# The Progress Bar!

This will contain all of my experiments along the way to deepening my understanding of the Attention mechanism and Transformers. 

The idea is to later organise this into a clean library once I have a working version (or do this in parts as working pieces of the code are implemented in this notebook playground).

I will be following Peter Bloem's blog on Transformers [here](https://peterbloem.nl/blog/transformers). I understand that this already comes with a [GitHub repository](https://github.com/pbloem/former) but I will try to implement my own version from scratch without looking up any of the code. Of course, not all resemblances will be coincidental but I'll do my best!   

I will leave it intentionally unkempt and unedited.

## Step 0: Boilerplate Imports

In [1]:
import numpy as np
from einops import *
import torch
import torch.nn.functional as F
from matplotlib import pyplot as plt
from torch import nn
from tqdm import tqdm


## Step 1: The Basic Self-Attention

Given a $batch \times {seq\_len} \times dim$ input matrix $X$, we calculate the scaled dot product with self.

First we'll calculate the unnormalized weights $w'_{ij} = x_i^\mathbf{T}x_j$. We could naively loop over all $(i, j)$ pairs for each batch of sequence vectors but there's an easier way.

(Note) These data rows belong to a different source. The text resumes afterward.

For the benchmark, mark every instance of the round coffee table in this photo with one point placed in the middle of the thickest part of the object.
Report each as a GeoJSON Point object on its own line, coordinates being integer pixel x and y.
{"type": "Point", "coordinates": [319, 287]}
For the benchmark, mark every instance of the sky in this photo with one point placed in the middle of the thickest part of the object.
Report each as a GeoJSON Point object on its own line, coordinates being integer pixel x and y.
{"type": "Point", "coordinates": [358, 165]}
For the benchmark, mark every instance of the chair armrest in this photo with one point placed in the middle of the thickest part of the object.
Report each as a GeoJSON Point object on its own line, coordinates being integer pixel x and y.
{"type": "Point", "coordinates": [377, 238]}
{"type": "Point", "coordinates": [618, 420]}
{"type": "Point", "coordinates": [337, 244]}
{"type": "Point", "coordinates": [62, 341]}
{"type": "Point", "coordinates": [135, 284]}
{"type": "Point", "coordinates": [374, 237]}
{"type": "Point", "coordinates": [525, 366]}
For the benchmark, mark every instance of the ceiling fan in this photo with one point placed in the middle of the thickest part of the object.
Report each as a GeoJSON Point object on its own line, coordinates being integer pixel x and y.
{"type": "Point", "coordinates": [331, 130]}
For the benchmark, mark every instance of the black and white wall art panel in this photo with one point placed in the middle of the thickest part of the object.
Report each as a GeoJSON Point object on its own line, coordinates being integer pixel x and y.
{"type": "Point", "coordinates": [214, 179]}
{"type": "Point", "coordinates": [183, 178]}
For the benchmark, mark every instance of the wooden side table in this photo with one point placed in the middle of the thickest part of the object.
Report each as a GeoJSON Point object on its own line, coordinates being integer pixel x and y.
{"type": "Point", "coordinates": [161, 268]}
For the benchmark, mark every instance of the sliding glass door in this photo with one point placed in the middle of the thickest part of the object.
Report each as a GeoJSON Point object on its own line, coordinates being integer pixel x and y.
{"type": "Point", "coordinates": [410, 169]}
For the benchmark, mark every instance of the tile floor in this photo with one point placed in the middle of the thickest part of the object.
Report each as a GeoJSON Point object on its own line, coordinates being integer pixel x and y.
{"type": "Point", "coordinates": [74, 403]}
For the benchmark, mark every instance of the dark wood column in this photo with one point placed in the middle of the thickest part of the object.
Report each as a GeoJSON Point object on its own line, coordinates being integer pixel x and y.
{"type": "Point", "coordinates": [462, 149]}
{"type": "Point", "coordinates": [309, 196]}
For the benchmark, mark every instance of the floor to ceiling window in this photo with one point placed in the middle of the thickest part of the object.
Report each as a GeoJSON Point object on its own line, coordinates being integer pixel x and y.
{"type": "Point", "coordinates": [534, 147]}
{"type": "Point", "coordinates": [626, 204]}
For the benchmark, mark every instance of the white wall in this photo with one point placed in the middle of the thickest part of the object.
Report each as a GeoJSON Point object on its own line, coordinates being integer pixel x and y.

First, let's assume the simplest case when $batch = 1$. In this case we have a single sequence of vectors $X = <x_1, x_2, ..., x_n>$ each of size $dim$. If we multiply $X$ with its transpose $X^\mathbf{T}$, we'll get exactly what we want: each row of $X$ will be multiplied by the each column $X^\mathbf{T}$ which is, you guessed it, rows of $X$! Now adding the batch dimension doesn't change anything if we only permute the $seq\_len$ and $dim$ dimensions.

As it happens, torch already provides a facility for this exact situation in `torch.bmm` which stands for **Batched Matrix Multiply**. This can easily be implemented with `torch.matmul` as well.

In [2]:
def w_prime(X):
    return torch.bmm(X, X.transpose(1, 2))

In order to turn this into the scaled positive weights that sum to one, we'll have to apply a Softmax function to the **rows** of $W'$. Why? We know that in $W'$ in each batch, for each sequence, the weight of each element in the sequence is presented in the last dimension. 

Let's test out `w_prime` to see what the shape of the output is compared to the input.

In [3]:
batch_size, seq_len, dim = 32, 64, 8
X = torch.randn(batch_size, seq_len, dim)
print(X.shape)
print(w_prime(X).shape)

torch.Size([32, 64, 8])
torch.Size([32, 64, 64])


This makes sense right? In each batch, for every sequence, every element in the sequence will have a weight against every other element in the sequence, itself included. So the shape of $W'$ will be $batch \times seq\_len \times seq\_len$ where the final dimension houses the unscaled weights. If we apply a softmax to this dimension we will get the scaled weights that we want.

In [4]:
def w_scaled(X):
    unscaled_weights = w_prime(X)
    return F.softmax(unscaled_weights, dim=-1)

And for a sanity check:

In [5]:
print(w_prime(X)[0,0,:].sum().item())
print(w_scaled(X)[0,0,:].sum().item())

6.477756500244141
1.0


Now all that's left is to weight each input sequence by its scaled self-attention weight:

In [6]:
def basic_self_attention(X):
    return torch.bmm(w_scaled(X), X)

In [7]:
basic_self_attention(X).shape

torch.Size([32, 64, 8])

Note that here for each instance in a batch we have a $64 \times 64$ weight matrix (where each row corresponds to the self-attention weights for the element in that position) being multiplied by a $64 \times 8$ input matrix which ultimately results in a $32 \times 64 \times 8$ matrix where each sequence embedding is now weighted by self-attention scores.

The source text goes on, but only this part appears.